Want a bullet-by-bullet look at how this could shape up to be a really bad week for emerging markets? Bloomberg is happy to play to your angst.
ESG. Sustainability. Impact investing. Even the old-school “socially responsible.” It’s all the rage in certain circles these days — and incredibly squishy to define. The idea is simple: “The ethical-investment industry started as a do-gooder niche that excludes so called ‘sin’ stocks, like tobacco” — we’re looking at you, Eastern Company — “and weapons companies. But it is now mostly dominated by another idea: Companies that avoid crooked management, promote diversity or insulate themselves from environmental fines will outperform companies that don’t,” notes the Wall Street Journal. The catch is that while ratings agencies seem to be in cahoots (what’s new?) on what constitutes ESG, providers of ESG indexes including MSCI, Reuters and FTSE are far from being on the same page. Go read: Why it’s so hard to be an ‘ethical’ investor.
Repeat after us: You do *NOT* want to take venture capital. You do *NOT* want… That’s the takeaway from a very on-point piece from Recode, which points out that you can build a very large, very sellable consumer-focused business with some combination of internal cashflows, comparatively small equity raises, bank debt and pure moxie — you know, the way it once was before we fetishized the cult of VC? Read: The rise of giant consumer startups that said no to investor money.
The new school year is starting. Should you consider unschooling your kids? It’s not the same thing as homeschooling: It’s a “parallel universe … where kids don’t do homework, don’t take tests and don’t worry about grades. For acolytes of unschooling, kids call the shots and direct their own learning. There’s no rigid structure, no provincially prescribed curriculum and no bell at the end of the day. An unschooled kid with a preternatural interest in the Jurassic Period, for example, might spend a few weeks learning about every single dinosaur of that era.” The Globe and Mail has a rundown on the idea and profiles of four families making it work.

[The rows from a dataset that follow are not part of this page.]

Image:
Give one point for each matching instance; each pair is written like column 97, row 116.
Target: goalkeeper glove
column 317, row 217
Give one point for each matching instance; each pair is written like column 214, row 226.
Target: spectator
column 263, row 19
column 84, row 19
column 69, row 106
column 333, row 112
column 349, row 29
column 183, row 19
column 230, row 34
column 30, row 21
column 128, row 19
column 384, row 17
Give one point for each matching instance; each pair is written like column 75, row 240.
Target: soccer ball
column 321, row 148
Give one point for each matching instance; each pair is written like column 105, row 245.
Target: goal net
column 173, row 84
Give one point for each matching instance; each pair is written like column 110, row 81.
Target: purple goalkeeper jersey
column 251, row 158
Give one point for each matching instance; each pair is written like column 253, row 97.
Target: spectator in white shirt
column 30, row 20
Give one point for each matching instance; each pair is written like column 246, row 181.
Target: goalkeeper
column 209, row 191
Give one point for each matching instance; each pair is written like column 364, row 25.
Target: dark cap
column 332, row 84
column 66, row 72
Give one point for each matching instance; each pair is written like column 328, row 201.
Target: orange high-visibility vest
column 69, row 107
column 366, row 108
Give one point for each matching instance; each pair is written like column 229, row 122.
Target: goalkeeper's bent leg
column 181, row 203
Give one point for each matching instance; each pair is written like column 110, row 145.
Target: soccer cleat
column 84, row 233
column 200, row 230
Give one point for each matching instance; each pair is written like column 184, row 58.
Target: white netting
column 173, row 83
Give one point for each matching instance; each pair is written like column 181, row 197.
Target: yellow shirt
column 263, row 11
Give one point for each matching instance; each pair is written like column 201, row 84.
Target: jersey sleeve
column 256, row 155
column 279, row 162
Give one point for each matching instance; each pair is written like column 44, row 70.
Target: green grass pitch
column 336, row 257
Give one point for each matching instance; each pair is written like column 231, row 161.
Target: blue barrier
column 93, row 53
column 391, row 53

We’re geeks here at Enterprise. That’s well-established. So consider the fascination of the two biologists-turned-policy-geeks on staff when we read that microwave weapons are prime suspect in what appear to be deliberate attacks on U.S. embassy workers with a mystery weapon. The NYT’s William Broad takes you on a whodunnit at the intersection of spycraft, science fiction and geopolitics, concluding that a little-discussed class of weapons has probably been used against US diplomats.